A Positive Reaction from Illini Hockey
Fabbrini is not the only member of club hockey that supports the initiative from the NHL and Whitman. “The possibilities are endless,” senior defenseman Joey Caprio said.“If they go D-I, Illinois will be able to draw away kids from other schools since the state has become a hockey hotbed.”
Former Illini Hockey president and recently graduated defenseman Austin Zima believes the announcement is a needed stepping stone if D-I NCAA hockey will be adopted in Champaign in the future. “They would expand their athletic foundation,” Zima said. “Not only that, they’ll start attracting both students and athletes interested in the sport of ice hockey.”
Current president and team captain Joey Ritondale applauds the groups that made the feasibility study possible and offered this sentiment regarding the outlook of hockey at Illinois:
“The thing about Illinois is that there are so many offerings at the school, aside from hockey,” Ritondale said. “Chicago is a hockey town and the Blackhawks have contributed to that in the last ten years or so, which has spread to us here in Champaign. I’ll be proud to say that I was a member of the last few teams before the jump, if it happens. As a future alumni, it means a lot.”
Would NCAA Hockey Work in Illinois?
Despite an absence of a Division I ice hockey program in the state, Illinois has a plethora of amateur hockey organizations that have molded NHL players such as Ryan Hartman, Vinnie Hinostroza, Ryan Dzingel and Christian Dvorak. These Illinois natives either pursued college hockey outside of their home state or went north to play juniors.
But, with a D-I program at Illinois, recruiting efforts would be made to establish connections with players hoping to ascend the hockey ladder.

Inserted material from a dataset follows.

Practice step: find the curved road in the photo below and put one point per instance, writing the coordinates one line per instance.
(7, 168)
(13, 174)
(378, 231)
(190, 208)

According to College Hockey Inc., a record 32% of current NHL players played at the collegiate level. Illinois should have no problem assembling a roster. Whether they become competitive out of the gate is another conversation.
Is there a market for college hockey in Champaign, though? Look no further than the club team, which is independent of the university in terms of promotion. During the 2015-16 season, the team racked in over $97,000 in ticket sales alone, according to Fabbrini. The University confidently believes in the area’s ability to house a D-I program also, which is why Whitman has played a monumental role in the process already.
— Josh Whitman (@IlliniAD) June 23, 2017
The program has also developed a cult following, including its own student section: the “Harassing Illini.” Perhaps we will see a rapidly increasing Illini hockey fanbase at the NCAA level if all goes well with the feasibility study and funding is reached. It will take time to complete, although Fabbrini and Co. hope to see varsity hockey at the University in the near future.
Until then, however, college hockey fans in Illinois will continue to dream.